MUSEUM DIRECTOR BOOTED
The Grand Rapids public museum has a new boss and a new future as an independent institution. The taxpayer subsidy from the City of Grand Rapids will be phased out in three years, and the museum will be completely on its own for funding. The city subsidy has already been declining over the past several years, so the museum already has experience in raising money from other sources.
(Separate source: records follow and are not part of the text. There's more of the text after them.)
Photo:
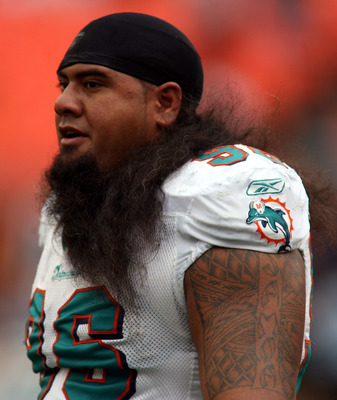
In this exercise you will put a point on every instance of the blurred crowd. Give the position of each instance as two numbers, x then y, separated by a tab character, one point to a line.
278	56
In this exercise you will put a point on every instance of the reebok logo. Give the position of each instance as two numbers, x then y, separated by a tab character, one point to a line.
265	186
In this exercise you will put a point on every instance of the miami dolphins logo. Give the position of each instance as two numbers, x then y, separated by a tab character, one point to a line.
273	221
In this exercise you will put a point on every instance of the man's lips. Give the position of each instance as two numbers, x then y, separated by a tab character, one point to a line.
71	136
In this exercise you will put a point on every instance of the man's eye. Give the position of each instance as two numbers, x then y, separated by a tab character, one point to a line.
92	85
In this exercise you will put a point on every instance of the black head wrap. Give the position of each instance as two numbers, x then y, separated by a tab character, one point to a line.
142	46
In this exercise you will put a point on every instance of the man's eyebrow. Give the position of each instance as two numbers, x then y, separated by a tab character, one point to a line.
85	73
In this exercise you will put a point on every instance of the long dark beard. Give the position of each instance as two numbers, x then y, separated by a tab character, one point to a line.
109	220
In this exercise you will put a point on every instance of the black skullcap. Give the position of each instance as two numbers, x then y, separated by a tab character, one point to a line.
142	46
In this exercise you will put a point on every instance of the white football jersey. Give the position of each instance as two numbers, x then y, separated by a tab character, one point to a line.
86	345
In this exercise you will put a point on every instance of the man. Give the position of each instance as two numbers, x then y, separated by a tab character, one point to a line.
175	264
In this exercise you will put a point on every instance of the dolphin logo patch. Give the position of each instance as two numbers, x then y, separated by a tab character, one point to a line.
273	222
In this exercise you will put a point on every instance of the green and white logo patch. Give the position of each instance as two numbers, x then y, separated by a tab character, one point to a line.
265	186
60	273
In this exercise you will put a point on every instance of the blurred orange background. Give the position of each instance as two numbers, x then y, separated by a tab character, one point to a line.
279	54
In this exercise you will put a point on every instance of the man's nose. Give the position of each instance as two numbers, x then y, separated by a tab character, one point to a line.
68	103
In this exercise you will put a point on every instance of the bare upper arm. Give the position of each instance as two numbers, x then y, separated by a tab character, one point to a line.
246	312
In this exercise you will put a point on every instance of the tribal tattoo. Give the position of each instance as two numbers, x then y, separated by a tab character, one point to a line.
252	309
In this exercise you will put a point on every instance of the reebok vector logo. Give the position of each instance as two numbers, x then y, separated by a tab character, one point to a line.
265	186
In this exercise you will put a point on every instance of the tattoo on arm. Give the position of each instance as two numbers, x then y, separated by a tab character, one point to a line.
251	307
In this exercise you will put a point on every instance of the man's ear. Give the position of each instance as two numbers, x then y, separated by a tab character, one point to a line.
168	103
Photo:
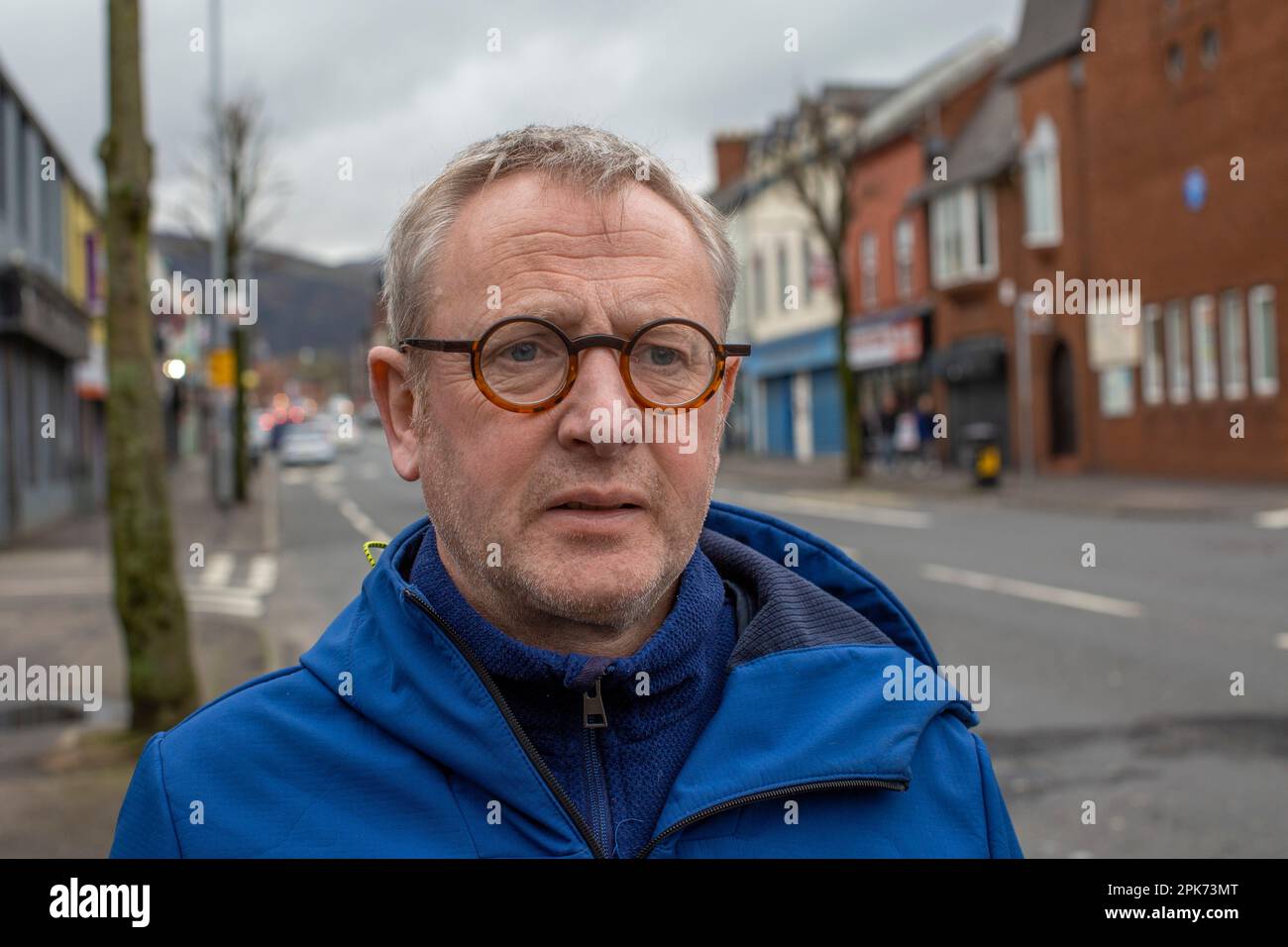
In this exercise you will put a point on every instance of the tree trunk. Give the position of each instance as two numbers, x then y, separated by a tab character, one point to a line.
149	598
241	361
Even so, the city is retiring Museum Director Timothy Chester at the ripe old age of 49 because of the City Commission's disappointment with his financial management of the institution. Chester will be giving up a salary of over ninety grand a year, but collecting his fifty thousand dollar annual pension should buoy his spirits. (Who knew failure could be so rewarding? Oh right. Government work.) To lead the transition, the city has given Thomas Wesholski, a banker, a $50,000 contract to re-organize the museum as a non-profit corporation and put it on its path of independence.
All in all, this is a sensible move. I just wonder where the Van Andels are? After all, the museum is supposed to called the Van Andel Museum after their dear ol' departed dad. They claim to be sitting atop of their half of the mult-billion-dollar Amway fortune. Paying the museum's bills would be chump change for them -- only a sliver of just the interest throw off from such a huge pile of wealth. But just like the Van Andel Institute, they want the status of high-profile good works, but want someone else to pay for them.
There are only one of two explanations for their tight-fistedness. Either the Van Andels are misers, or the fortune doesn't exists. Whichever it is, they aren't being square with us when they pass the hat for the institutions named for their father.